RYANAIR shares soared yesterday after the airline announced better-than-expected third quarter results with losses of almost €11 million.
It also said its Irish customers can expect to pay more for flights this year as they absorb the €10 government travel tax into ticket prices.
Analysts had expected losses of around €35m for the three months to the end of December 2009 compared with losses of €118.8m a year earlier.
The airline raised its full-year profit forecast pushing its shares up almost 6.7% to €3.58 at close yesterday.
Ryanair chief financial officer, Howard Millar said Ryanair is likely to be the only profitable airline this year.
It has however pushed out by a year its profit target of €800m by 2012.
Mr Millar said the airline has never received an offer for its Aer Lingus stake but added that if the price was right the airline would sell the near 30% shareholding. He added that the airline has “no regrets” about taking such a large stake in the airline.

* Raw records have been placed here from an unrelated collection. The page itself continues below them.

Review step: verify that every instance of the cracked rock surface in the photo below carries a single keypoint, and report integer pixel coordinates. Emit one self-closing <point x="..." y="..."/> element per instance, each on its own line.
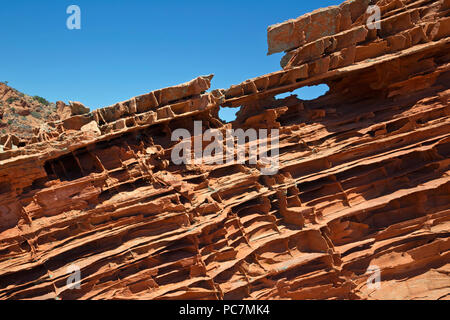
<point x="364" y="178"/>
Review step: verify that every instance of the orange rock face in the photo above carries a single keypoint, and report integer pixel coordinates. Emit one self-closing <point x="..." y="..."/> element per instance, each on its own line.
<point x="363" y="186"/>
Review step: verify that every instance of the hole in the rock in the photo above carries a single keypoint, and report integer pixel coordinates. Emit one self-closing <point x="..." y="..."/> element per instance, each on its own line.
<point x="306" y="93"/>
<point x="228" y="114"/>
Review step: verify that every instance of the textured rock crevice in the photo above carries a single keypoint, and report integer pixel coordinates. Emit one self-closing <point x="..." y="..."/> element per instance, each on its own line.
<point x="364" y="178"/>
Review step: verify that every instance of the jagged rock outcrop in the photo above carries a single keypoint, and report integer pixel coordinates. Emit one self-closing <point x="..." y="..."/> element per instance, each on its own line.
<point x="364" y="178"/>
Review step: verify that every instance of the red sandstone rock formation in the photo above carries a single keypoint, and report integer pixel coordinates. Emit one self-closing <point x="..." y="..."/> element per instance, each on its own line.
<point x="364" y="178"/>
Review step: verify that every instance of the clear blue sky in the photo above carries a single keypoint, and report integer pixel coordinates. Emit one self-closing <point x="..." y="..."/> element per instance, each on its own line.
<point x="127" y="48"/>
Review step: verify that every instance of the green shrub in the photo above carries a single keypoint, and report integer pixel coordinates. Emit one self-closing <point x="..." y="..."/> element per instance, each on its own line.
<point x="37" y="115"/>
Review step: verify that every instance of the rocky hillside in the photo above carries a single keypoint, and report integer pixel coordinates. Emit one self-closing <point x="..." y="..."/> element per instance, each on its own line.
<point x="22" y="116"/>
<point x="20" y="113"/>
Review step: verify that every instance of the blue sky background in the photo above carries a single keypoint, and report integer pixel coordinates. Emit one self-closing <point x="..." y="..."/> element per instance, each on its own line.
<point x="127" y="48"/>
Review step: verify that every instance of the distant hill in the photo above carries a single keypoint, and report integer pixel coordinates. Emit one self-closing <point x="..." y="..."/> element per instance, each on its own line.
<point x="20" y="113"/>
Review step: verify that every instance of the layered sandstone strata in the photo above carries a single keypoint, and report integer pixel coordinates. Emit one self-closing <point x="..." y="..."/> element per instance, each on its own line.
<point x="364" y="178"/>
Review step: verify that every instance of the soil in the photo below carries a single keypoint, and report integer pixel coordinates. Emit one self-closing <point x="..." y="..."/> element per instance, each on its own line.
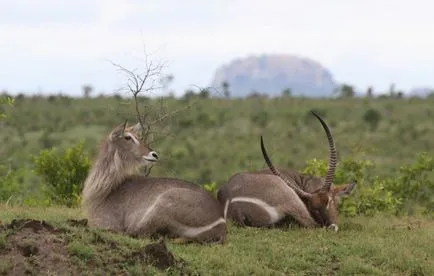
<point x="33" y="247"/>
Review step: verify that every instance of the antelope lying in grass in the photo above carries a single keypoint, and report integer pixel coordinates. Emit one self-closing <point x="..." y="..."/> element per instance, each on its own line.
<point x="117" y="198"/>
<point x="269" y="196"/>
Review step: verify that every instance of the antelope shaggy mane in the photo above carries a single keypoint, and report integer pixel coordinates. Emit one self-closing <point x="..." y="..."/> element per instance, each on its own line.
<point x="117" y="197"/>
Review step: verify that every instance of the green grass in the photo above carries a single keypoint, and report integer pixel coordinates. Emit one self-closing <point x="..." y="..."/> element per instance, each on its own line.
<point x="380" y="245"/>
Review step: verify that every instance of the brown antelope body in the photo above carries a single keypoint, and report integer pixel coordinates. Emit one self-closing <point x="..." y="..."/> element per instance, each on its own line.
<point x="115" y="197"/>
<point x="268" y="196"/>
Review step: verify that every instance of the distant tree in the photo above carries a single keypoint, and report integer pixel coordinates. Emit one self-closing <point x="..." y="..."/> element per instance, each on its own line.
<point x="226" y="91"/>
<point x="346" y="91"/>
<point x="392" y="91"/>
<point x="87" y="90"/>
<point x="400" y="94"/>
<point x="370" y="92"/>
<point x="165" y="82"/>
<point x="287" y="92"/>
<point x="372" y="117"/>
<point x="204" y="93"/>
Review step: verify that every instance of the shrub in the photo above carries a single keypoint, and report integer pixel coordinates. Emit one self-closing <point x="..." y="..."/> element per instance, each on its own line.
<point x="63" y="173"/>
<point x="414" y="186"/>
<point x="9" y="183"/>
<point x="409" y="189"/>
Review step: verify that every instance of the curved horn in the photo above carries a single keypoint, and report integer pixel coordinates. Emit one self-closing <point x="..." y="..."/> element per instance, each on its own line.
<point x="299" y="192"/>
<point x="333" y="155"/>
<point x="124" y="126"/>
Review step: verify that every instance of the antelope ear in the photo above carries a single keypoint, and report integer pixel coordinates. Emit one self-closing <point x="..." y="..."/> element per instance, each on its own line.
<point x="344" y="190"/>
<point x="118" y="132"/>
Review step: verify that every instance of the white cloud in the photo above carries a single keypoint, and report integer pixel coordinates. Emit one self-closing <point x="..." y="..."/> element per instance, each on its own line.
<point x="384" y="40"/>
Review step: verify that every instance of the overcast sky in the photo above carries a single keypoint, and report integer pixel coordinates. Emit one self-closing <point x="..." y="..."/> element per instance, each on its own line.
<point x="52" y="45"/>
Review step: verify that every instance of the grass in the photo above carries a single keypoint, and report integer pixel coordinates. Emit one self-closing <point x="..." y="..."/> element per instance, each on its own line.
<point x="380" y="245"/>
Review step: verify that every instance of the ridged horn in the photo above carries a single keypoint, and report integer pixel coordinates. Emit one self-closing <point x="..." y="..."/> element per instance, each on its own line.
<point x="291" y="184"/>
<point x="333" y="155"/>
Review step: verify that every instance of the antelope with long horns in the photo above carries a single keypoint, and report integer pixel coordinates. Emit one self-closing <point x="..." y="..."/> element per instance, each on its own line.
<point x="116" y="197"/>
<point x="268" y="196"/>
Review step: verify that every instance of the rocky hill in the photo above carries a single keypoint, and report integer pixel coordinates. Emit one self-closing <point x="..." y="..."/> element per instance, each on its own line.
<point x="271" y="74"/>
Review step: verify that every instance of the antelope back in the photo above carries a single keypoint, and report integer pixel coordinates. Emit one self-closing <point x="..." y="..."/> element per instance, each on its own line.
<point x="252" y="199"/>
<point x="115" y="197"/>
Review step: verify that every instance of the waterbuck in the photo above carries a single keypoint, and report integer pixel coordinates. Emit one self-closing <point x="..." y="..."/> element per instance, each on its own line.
<point x="268" y="196"/>
<point x="116" y="197"/>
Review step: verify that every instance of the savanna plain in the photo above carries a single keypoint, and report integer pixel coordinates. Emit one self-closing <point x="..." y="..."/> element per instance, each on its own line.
<point x="385" y="143"/>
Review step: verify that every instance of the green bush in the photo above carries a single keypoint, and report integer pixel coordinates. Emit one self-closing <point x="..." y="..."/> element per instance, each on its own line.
<point x="63" y="173"/>
<point x="5" y="100"/>
<point x="405" y="191"/>
<point x="9" y="183"/>
<point x="414" y="185"/>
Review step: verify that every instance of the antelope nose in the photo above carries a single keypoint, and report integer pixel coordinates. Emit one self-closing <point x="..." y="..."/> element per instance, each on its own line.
<point x="154" y="154"/>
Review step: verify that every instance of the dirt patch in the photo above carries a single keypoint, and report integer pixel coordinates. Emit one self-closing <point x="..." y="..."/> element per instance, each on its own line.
<point x="33" y="247"/>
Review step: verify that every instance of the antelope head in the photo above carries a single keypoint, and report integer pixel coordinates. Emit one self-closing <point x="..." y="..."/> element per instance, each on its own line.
<point x="130" y="148"/>
<point x="322" y="203"/>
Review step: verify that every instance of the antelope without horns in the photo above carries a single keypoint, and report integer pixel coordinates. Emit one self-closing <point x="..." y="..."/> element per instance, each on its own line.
<point x="269" y="196"/>
<point x="116" y="197"/>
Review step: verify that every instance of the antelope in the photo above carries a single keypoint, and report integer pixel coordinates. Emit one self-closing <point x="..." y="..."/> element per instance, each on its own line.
<point x="117" y="198"/>
<point x="267" y="197"/>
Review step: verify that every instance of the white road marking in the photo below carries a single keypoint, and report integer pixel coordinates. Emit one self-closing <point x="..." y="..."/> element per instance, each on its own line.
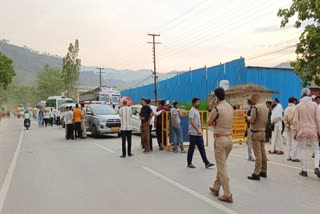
<point x="7" y="180"/>
<point x="274" y="163"/>
<point x="191" y="192"/>
<point x="105" y="148"/>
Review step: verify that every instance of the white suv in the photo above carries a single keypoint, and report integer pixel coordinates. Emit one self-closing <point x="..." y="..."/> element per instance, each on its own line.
<point x="101" y="120"/>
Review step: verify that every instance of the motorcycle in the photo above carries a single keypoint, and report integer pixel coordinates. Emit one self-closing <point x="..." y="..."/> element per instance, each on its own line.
<point x="27" y="123"/>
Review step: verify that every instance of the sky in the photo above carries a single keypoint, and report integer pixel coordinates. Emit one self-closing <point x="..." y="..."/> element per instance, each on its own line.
<point x="114" y="33"/>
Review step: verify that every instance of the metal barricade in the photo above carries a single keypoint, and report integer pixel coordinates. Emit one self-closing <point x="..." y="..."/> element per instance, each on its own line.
<point x="239" y="127"/>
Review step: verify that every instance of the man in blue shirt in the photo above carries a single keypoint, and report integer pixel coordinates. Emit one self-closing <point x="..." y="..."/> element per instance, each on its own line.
<point x="195" y="135"/>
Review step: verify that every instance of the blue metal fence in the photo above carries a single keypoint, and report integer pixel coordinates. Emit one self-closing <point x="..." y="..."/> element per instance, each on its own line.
<point x="200" y="82"/>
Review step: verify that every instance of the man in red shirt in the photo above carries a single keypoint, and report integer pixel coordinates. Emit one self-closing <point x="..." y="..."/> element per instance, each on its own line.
<point x="77" y="122"/>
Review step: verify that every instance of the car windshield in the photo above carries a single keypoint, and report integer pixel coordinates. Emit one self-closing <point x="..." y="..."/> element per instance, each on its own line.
<point x="115" y="99"/>
<point x="103" y="110"/>
<point x="105" y="97"/>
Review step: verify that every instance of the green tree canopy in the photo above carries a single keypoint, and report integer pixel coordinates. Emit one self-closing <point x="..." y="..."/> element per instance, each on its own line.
<point x="6" y="71"/>
<point x="49" y="82"/>
<point x="307" y="63"/>
<point x="71" y="69"/>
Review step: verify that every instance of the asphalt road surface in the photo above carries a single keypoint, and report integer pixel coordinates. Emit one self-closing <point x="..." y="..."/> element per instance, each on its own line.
<point x="42" y="173"/>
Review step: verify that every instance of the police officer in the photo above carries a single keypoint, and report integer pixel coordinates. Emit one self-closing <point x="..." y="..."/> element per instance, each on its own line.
<point x="221" y="118"/>
<point x="258" y="120"/>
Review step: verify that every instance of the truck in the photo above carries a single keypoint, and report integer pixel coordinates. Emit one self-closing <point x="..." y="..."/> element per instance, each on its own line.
<point x="108" y="95"/>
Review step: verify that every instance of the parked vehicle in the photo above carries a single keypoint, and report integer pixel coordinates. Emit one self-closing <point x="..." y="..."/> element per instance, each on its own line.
<point x="26" y="123"/>
<point x="101" y="120"/>
<point x="107" y="95"/>
<point x="56" y="101"/>
<point x="136" y="122"/>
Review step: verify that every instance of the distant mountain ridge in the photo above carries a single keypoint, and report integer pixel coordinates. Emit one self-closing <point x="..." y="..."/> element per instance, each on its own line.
<point x="28" y="63"/>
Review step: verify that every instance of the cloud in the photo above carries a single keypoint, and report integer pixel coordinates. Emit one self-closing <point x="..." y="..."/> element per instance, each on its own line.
<point x="272" y="28"/>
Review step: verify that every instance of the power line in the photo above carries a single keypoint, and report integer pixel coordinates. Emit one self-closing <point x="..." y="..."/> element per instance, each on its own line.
<point x="154" y="43"/>
<point x="100" y="74"/>
<point x="270" y="53"/>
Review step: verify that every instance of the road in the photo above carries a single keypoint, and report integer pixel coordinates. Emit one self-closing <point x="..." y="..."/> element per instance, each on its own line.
<point x="42" y="173"/>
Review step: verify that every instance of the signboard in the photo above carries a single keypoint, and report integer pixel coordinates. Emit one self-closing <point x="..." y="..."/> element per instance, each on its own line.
<point x="239" y="126"/>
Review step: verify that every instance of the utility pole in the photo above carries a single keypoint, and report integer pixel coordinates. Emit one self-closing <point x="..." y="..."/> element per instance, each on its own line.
<point x="154" y="43"/>
<point x="100" y="76"/>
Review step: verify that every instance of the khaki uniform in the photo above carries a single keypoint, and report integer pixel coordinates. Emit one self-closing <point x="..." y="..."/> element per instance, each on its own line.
<point x="83" y="122"/>
<point x="222" y="117"/>
<point x="258" y="121"/>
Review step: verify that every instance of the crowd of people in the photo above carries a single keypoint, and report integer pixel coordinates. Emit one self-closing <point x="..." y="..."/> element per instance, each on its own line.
<point x="299" y="123"/>
<point x="73" y="120"/>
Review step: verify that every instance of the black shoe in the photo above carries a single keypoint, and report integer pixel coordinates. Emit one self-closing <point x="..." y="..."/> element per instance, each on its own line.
<point x="263" y="174"/>
<point x="191" y="166"/>
<point x="254" y="177"/>
<point x="303" y="173"/>
<point x="209" y="165"/>
<point x="317" y="172"/>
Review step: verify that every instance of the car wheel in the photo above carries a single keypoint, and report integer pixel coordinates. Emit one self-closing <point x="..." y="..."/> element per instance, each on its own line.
<point x="94" y="131"/>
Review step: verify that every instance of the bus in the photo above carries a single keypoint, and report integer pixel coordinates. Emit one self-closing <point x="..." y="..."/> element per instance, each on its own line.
<point x="109" y="96"/>
<point x="56" y="101"/>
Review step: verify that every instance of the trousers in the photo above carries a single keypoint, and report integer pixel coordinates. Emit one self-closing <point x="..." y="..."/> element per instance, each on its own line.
<point x="70" y="131"/>
<point x="258" y="145"/>
<point x="178" y="138"/>
<point x="126" y="136"/>
<point x="276" y="139"/>
<point x="78" y="131"/>
<point x="291" y="145"/>
<point x="159" y="137"/>
<point x="222" y="149"/>
<point x="197" y="141"/>
<point x="145" y="136"/>
<point x="302" y="144"/>
<point x="83" y="127"/>
<point x="249" y="143"/>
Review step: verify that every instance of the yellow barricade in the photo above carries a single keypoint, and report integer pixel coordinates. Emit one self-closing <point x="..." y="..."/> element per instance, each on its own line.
<point x="239" y="127"/>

Ryanair also has no plans to invest in other airlines and it is understood that there is no truth is reports it has offered to buy an equity stake in Brazilian airline, WebJet.
Net income is likely to be around €275m in the year ending March 31, compared with earlier forecasts of earnings at the “lower end” of a €200m to €300m range.
Mr Millar refused to give a guidance on yields for the coming financial year but confirmed prices in Ireland would go up as passengers absorb the air travel tax.
Deputy chief executive, Michael Cawley said however that as the airline’s rate of growth moderates, its fares, or fare reductions, will moderate and there may be some fare increases sooner than might otherwise have been expected.
Yields, a measure of average ticket prices, fell by 12% in the third quarter, less than the 20% Ryanair had forecast. The company expects fares to drop by 15% for the full year.
Ryanair chief executive, Michael O’Leary said the airline’s Irish routes are the least profitable because they are the most costly.
“All of our expansion is driven by the cost focus,” he said.
Sales including ancillary revenue rose 1.2% to €611.9m. Fuel costs fell 37% from a year earlier to €207m.
Ryanair is reining in its growth strategy following the collapse of talks with Boeing on an order for as many as 200 of the manufacturer’s 737-model planes. The carrier will still add 112 of the Boeing aircraft in the next three years, expanding its fleet by almost 50%.
Mr O’Leary also said there are no plans to expand at Gatwick airport.
“Unless someone like British Airways announced they were giving up Gatwick, I doubt we’d get a lot of slots at Gatwick,” he said.
He also confirmed that the airline suffered significant snow disruption in Ireland and Britain last month.